Jammu and Kashmir accounted for the highest number of complaints, nearly 50%, but just 3% of the monetary relief recommended. Assam received the highest share of monetary relief, followed by Manipur. But the court, in its judgement last week, distinguished between compensation and justice.
“Compensation has been awarded to the next of kin for the agony they have suffered and to enable them to immediately tide over their loss and for their rehabilitation. This cannot override the law of the land, otherwise all heinous crimes would get settled through payment of monetary compensation.”
Over time, Afspa has grown from a law into an institutional attitude. The impunity granted to Central armed forces has filtered through to the state police; they often operate jointly in conflict areas. And when impunity does not work, there is denial, both by the security agencies and the civilian administration.
Guidelines laid down by both the National Human Rights Commission and the Supreme Court in 2014 state that in case of encounter deaths, an FIR should be filed, investigation conducted by an independent authority and not by officers of the same police station, and a magisterial enquiry held.

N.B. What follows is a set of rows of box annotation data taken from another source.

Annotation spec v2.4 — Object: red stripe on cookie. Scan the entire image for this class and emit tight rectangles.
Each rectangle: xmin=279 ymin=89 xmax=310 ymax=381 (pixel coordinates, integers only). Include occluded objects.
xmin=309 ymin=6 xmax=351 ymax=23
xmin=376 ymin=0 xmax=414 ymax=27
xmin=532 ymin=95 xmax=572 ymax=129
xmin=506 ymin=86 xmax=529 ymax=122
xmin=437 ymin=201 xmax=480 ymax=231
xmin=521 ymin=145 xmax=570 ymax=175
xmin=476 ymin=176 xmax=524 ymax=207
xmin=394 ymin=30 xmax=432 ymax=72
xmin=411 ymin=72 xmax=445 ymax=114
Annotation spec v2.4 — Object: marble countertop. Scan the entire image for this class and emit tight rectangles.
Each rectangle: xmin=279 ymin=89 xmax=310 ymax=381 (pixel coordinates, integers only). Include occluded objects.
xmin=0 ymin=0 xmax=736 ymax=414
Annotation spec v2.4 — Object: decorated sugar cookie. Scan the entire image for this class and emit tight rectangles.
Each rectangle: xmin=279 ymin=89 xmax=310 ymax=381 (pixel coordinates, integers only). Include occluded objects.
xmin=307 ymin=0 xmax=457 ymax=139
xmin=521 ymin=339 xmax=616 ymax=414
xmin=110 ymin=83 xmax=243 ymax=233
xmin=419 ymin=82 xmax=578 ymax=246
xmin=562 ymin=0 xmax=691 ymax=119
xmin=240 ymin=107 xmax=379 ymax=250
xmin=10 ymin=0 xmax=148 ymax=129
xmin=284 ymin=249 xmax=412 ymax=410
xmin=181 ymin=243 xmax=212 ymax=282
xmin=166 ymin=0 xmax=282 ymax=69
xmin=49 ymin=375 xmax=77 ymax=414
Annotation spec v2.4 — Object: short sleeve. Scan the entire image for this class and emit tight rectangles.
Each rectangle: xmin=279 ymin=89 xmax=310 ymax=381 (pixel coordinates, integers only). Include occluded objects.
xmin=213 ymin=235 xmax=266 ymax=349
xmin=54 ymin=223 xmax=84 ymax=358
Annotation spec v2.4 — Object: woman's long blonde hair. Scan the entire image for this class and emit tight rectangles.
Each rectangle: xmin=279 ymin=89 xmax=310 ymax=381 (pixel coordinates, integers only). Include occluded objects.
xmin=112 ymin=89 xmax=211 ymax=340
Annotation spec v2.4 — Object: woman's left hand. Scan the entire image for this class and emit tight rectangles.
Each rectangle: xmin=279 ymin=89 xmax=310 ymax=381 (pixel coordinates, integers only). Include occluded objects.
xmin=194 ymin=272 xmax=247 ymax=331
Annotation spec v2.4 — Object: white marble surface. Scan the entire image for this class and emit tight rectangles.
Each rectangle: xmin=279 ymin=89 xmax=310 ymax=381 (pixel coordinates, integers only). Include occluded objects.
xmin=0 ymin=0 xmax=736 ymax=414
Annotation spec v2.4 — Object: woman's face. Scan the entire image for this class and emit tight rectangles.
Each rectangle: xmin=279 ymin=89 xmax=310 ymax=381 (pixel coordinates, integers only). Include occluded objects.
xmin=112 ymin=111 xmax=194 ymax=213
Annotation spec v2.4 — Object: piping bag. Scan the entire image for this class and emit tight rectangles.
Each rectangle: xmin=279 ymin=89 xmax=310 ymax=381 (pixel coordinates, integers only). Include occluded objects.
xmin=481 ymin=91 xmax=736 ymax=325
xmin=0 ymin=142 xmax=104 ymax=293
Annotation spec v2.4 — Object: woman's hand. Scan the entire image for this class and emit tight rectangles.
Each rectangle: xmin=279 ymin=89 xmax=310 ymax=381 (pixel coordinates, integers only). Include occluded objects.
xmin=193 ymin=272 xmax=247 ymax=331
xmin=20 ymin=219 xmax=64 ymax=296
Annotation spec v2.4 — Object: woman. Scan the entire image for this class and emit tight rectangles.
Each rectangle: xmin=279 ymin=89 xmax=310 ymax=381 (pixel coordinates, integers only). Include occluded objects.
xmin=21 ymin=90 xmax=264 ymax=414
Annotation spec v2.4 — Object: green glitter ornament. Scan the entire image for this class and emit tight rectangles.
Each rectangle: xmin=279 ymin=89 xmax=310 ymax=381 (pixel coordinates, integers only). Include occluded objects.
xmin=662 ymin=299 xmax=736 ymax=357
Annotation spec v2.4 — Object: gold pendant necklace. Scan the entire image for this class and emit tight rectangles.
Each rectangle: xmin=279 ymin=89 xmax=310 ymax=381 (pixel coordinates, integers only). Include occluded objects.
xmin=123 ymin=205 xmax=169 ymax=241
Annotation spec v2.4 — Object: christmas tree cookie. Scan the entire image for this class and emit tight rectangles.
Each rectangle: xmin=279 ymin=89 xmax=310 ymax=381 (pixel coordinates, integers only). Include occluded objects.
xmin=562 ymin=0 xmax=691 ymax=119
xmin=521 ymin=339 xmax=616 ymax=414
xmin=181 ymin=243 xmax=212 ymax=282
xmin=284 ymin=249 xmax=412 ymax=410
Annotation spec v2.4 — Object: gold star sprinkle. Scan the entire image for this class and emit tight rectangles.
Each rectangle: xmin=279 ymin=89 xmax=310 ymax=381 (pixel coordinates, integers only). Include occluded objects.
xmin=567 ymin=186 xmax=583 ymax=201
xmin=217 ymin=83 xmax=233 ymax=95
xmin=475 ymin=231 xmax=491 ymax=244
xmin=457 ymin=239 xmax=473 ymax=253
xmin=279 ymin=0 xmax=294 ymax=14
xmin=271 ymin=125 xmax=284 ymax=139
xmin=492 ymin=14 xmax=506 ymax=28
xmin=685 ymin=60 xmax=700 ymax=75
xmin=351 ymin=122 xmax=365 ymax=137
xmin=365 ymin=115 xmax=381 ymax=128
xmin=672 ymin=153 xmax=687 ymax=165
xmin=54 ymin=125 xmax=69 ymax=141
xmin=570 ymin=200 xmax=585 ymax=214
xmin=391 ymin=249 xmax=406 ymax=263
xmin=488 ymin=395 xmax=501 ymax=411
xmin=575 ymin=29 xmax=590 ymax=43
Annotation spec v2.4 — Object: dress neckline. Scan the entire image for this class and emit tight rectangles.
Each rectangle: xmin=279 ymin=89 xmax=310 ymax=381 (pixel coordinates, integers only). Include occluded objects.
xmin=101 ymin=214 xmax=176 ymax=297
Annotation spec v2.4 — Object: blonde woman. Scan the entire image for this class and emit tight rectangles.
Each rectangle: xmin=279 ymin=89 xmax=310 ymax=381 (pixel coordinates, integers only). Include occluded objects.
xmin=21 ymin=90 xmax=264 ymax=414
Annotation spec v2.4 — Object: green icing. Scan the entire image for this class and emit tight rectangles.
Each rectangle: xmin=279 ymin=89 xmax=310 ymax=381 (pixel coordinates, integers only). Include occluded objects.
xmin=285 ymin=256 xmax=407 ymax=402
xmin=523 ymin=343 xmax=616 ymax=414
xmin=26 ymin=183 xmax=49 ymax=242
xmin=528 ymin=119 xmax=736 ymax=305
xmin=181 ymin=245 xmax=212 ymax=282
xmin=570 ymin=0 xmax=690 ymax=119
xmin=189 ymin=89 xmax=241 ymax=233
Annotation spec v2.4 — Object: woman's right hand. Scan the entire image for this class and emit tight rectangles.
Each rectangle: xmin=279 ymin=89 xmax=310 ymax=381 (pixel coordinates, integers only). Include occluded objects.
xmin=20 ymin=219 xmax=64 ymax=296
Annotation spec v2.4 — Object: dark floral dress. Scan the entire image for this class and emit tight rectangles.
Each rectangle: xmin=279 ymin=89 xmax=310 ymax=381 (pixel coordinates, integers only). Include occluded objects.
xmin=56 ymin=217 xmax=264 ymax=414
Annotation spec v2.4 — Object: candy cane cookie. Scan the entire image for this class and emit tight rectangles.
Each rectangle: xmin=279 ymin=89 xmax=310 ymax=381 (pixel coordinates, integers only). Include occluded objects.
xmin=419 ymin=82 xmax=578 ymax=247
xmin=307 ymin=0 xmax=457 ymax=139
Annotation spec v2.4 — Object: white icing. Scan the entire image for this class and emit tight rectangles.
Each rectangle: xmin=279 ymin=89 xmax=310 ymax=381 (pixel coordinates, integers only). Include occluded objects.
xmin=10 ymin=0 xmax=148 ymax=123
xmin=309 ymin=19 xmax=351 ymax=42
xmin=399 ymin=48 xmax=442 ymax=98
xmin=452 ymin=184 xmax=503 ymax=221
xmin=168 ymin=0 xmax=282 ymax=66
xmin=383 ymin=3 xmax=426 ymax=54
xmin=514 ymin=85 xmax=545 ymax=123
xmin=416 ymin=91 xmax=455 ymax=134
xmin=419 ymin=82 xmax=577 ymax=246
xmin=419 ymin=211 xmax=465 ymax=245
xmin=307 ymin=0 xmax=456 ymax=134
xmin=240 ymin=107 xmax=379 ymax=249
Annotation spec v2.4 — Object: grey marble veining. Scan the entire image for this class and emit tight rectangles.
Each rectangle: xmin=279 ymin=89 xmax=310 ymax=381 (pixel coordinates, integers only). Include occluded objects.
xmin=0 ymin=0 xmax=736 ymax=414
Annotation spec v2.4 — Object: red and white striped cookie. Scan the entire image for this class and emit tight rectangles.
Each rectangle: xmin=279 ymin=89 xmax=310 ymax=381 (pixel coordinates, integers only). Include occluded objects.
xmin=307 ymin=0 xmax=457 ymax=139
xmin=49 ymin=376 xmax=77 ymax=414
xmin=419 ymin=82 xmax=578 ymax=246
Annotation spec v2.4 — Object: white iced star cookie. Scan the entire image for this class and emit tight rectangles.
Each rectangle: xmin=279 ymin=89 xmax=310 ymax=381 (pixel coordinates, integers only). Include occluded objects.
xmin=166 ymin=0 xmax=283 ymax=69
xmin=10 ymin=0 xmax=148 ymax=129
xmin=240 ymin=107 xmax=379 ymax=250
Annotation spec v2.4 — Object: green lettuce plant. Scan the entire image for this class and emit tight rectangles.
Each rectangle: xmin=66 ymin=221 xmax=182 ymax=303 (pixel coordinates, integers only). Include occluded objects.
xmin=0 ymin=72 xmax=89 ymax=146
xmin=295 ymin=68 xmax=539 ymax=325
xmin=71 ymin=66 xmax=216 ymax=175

These rules, however, have remained on paper in most states. In Manipur, the court says, not a single FIR was filed against any uniformed personnel or member of the state police. Instead, charges have been filed against the deceased for alleged violations of the law.
It does not stop at the police stations. Oinam describes the plight of young women in Manipur suddenly branded “terrorist wives”, with young families to bring up and little support either from the state or their communities. A report from 2011, jointly published by four human rights organisation and financed by the development aid organisation Cordaid, says the Indian government does not extend financial support to the wives and children of those branded as militants. Governments and police have colluded to keep fake encounter victims invisible.
The court now places its trust in the CBI. But how independent is an investigation body that was famously termed a “caged parrot” by the Supreme Court itself, accused of acting at the behest of its political masters?
The CBI’s past interventions in encounter deaths have led nowhere. Take the Pathribal killings. In March 2000, unidentified gunmen shot dead 34 Sikhs in the village of Chittisinghpora in South Kashmir. Five days later, soldiers of the Rashtriya Rifles claimed they had killed five “foreign militants” responsible for the massacre in Pathribal. They turned out to be local men, whose bodies were charred beyond recognition.
The case wound through civil courts and with the CBI. The agency’s charge sheet submitted evidence suggesting that five soldiers were guilty of “cold-blooded murder”. But then the Supreme Court, in a 2012 judgement, said the Army could choose whether these men were to be tried in civilian or military courts. The Army chose the latter and closed the case in 2014, apparently for lack of evidence.
As the CBI now probes the Manipur encounters, the court must ensure that the investigation reaches its logical conclusion, insulated from political pressures. Judicial intervention has done a lot to push for accountability in conflict areas, to turn the conversation back to basic democratic and human rights. But progressive rulings by the court can only go so far when they are constantly buffeted against attitudes in the government and the Army, which would preserve the status quo.